New art exhibits on display
By Melanie Fenstermaker
staff writer
Nora Eccles Harrison Museum of Art, or NEHMA, celebrated the opening of two new art exhibits at a reception Friday night.
The exhibits, “Black Mountain College” and “Relational Forms,” will be available for public view until Feb. 28. The exhibits were put together by the museum’s director, Katie Lee Koven, and two interns: Nick Danielson, museum intern and masters of fine art ceramics student, and Windgate Museum intern Adriane Dalton.
The goal of this exhibit, according to Koven, is “to bring more understanding and more recognition about Black Mountain College, about its influence in American History and its influence on craft design in the United States, even into the American West.”
Each artist with work on display in these exhibits was a part of, or had some affiliation with, Black Mountain College.
Black Mountain College was an experimental liberal arts college open from 1933-1957. The artists associated with the college have been influential in many art disciplines; including poetry, weaving, ceramics, painting, architecture, and others.
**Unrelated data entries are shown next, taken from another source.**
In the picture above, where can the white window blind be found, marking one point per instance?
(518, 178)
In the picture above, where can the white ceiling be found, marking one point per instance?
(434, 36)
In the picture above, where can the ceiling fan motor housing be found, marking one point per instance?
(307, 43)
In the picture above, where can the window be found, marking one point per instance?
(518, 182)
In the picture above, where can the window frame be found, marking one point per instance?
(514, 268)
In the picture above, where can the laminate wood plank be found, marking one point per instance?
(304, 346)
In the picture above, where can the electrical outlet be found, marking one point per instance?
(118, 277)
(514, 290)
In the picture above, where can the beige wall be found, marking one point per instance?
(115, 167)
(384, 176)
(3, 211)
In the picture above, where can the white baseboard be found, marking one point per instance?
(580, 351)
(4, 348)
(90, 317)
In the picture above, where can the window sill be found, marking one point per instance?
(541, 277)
The exhibit includes the art of figures such as Josef Albers, Ruth Asawa, and R. Buckminster Fuller.
The second exhibit, “Relational Forms,” displays the work of Anna Campbell Bliss and her husband, Robert Bliss. Anna Campbell Bliss used elements from math, exploration of color and form, and other processes to create her art. Some of her works are computer-generated.
Koven said Anna Campbell Bliss’ use of “traditional and nontraditional” processes of making art connects well with the Black Mountain College exhibit.
There is one other exhibit on display in NEHMA, titled “Enchanted Modernities: Mysticism, Landscape, and the American West.” This features artists who portrayed the American West landscape with inspiration from theosophical ideas. This exhibit will be on display until Dec. 10.
NEHMA is open Tuesday-Saturday from 10 a.m. to 5 p.m., one more day per week than last year.